De Robert Holdstock, on garde le souvenir du cycle de « La forêt des Mythagos » ou du « Codex Merlin » ou encore du recueil Dans la vallée des statues et autres récits. Peut-être même se souvient-on de son incursion dans le domaine science-fictif avec le roman Le Souffle du temps. Tous ces ouvrages sont bien sûr plus que recommandables, à la différence de titres plus médiocres parus ailleurs. Bonne nouvelle pour nous, La Chair et l’ombre s’inscrit dans la meilleure veine de l’auteur britannique. Certes, le roman n’est pas de la première jeunesse (il est paru outre-Manche en 1996) et il pourrait rebuter plus d’un lecteur de fantasy habitué à d’autres ressorts. En effet, rien n’est plus éloigné des pantomimes formatées vendues sous l’étiquette fantasy que cette œuvre intimiste hantée par des visions fantomatiques que l’auteur tente d’ordonner, sans trop en dévoiler quand même, en un univers cohérent.
A bien y réfléchir, ce roman est davantage un écho subtilement déformé du cycle de « La forêt des Mythagos » qu’une redite de ces récits épiques dépouillés de la densité et de la profondeur de leurs racines primordiales. La Chair et l’ombre est une quête : celle du terreau mythique où s’enracinent les manifestations paranormales dont les échos résonnent à la fois dans la psyché de Jack Chatwin et dans son environnement proche, allant jusqu’à lui ravir sa fille. C’est une quête qui mêle physique quantique, archétypes jungiens et métaphysique. Une quête qui va mener le Moi principal, isolé, défini et autonome — le MoPIDA — de Jack à défricher un paysage intérieur façonné par son inconscient, mais aussi par celui de l’espèce humaine toute entière, pour dresser une cartographie éphémère de cette matrice primitive du conscient où coexistent archétypes, entités spectrales issues de vies antérieures, mythes-imagos (mythagos), réminiscences préhistoriques et vestiges de croyances révolues. Évidemment, ce voyage n’est pas sans risque car le territoire traversé est aussi fuyant qu’un souvenir et aussi labyrinthique que le cerveau. Les profondeurs de l’inconscient sont une dimension où le temps n’a pas la même emprise, mais où l’on peut mourir aussi définitivement que dans la réalité.
Tout ceci semble bien complexe, sauf que le roman de Robert Holdstock n’est pas seulement un théâtre où évoluent des ombres chimériques. Il est peuplé d’êtres de chair  ne se limitant pas à un rôle d’archétype. Jack Chatwin, son épouse, l’amant de celle-ci et Visage gris lui-même, tous ces personnages ont finalement une existence terriblement humaine. Partagées entre leur ambition et leur désir de bien faire, guidées par leur volonté de savoir, perturbées par des relations intimes compliquées ou confrontées aux petites lâchetés quotidiennes, leurs existences introduisent une dimension plus psychologique dans le roman.
Bref, pour peu qu’on se laisse prendre par une narration qui suggère plus qu’elle ne dit, par des descriptions qui évoquent plus qu’elles ne montrent. Pour peu que l’on surmonte les quelques passages explicatifs sur l’inconscient et le rêve éveillé — sans doute le point le plus rébarbatif du roman — , on peut succomber au charme indéniable d’une histoire humaine qui réconcilie inconscient collectif et fantasy exigeante.
Chair et ombreLa Chair et l’ombre (Ancient Echoes, 1996) de Robert Holdstock – Éditions Denoël, collection Lunes d’Encre, novembre 2006 (roman traduit de l’anglais par Florence Dolisi)

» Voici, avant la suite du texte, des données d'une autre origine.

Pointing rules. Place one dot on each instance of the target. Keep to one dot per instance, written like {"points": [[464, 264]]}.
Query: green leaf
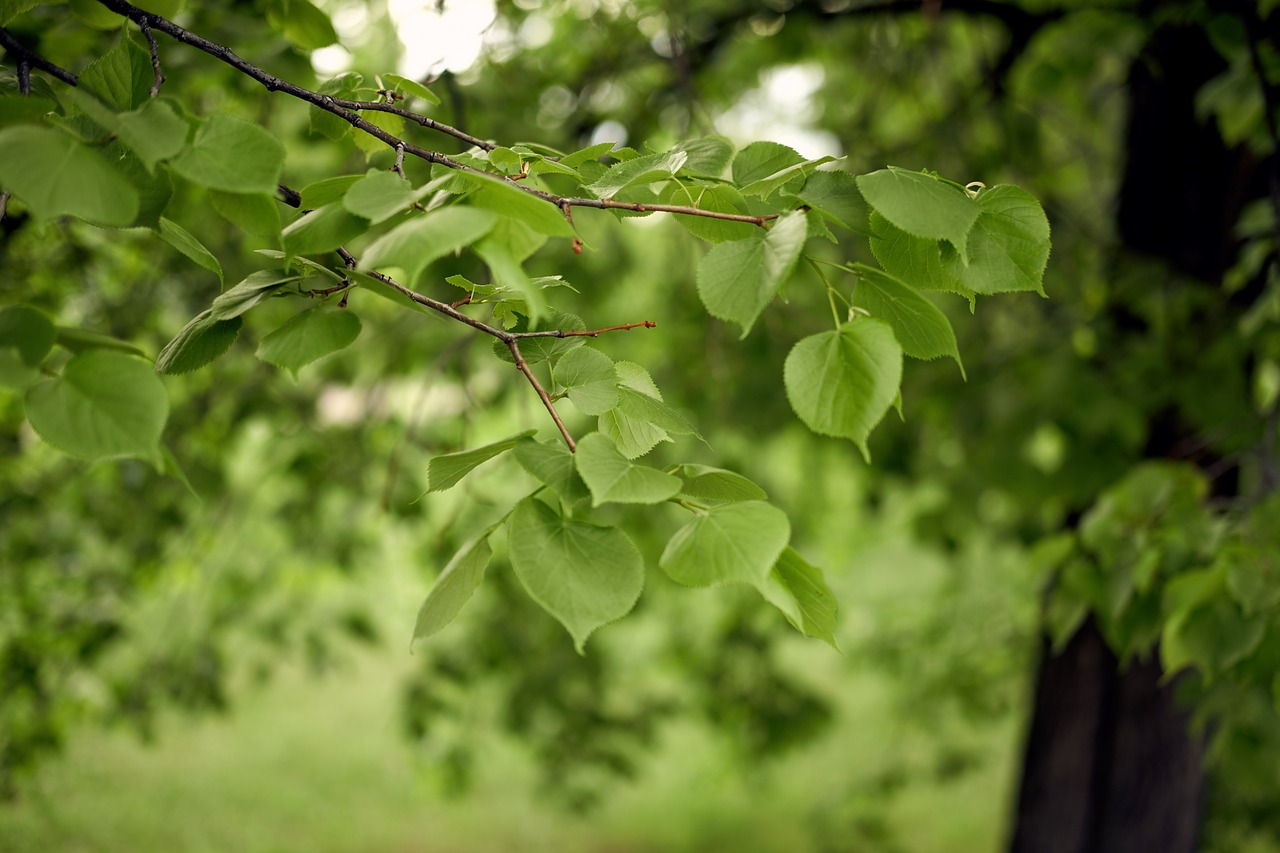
{"points": [[1212, 638], [919, 327], [718, 197], [252, 290], [842, 382], [323, 122], [708, 155], [644, 407], [835, 196], [379, 196], [184, 242], [307, 336], [254, 213], [27, 331], [507, 199], [707, 483], [122, 76], [104, 405], [731, 543], [154, 132], [801, 593], [915, 260], [736, 281], [301, 22], [232, 155], [446, 471], [612, 478], [920, 205], [507, 272], [767, 186], [552, 463], [197, 343], [1008, 247], [455, 585], [640, 170], [589, 378], [81, 340], [581, 574], [763, 159], [411, 87], [632, 436], [538, 350], [321, 229], [415, 243], [56, 176]]}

Les Royaumes brisés, Livre troisième du Codex Merlin

Entreprendre la lecture d’un cycle, c’est comme nouer une relation sur une longue durée, en l’occurrence ici strictement textuelle. On se passionne, on partage des émotions, on caresse maints espoirs, sans jamais véritablement savoir si les promesses trouveront leur accomplissement. Et puis, le dénouement arrive, avec son cortège d’impressions contrastées, déception, contrariété, apaisement… Ce temps de l’accomplissement est finalement arrivé pour ce Codex Merlin, amorcé avec Celtika, poursuivi avec Le Graal de fer et désormais achevé avec Les Royaumes brisés. Il est donc grand temps de se confronter à nos impressions.

« Je suis une part de tout ce que j’ai rencontré »
Ulysse de Lord Alfred Tennyson

Puisant sa matière dans les mythes celte, grec et crétois, Le Codex Merlin s’apparente à une sorte de tentative de syncrétisme mythologique, tissant des liens et dressant des passerelles entre les monde celte et méditerranéen.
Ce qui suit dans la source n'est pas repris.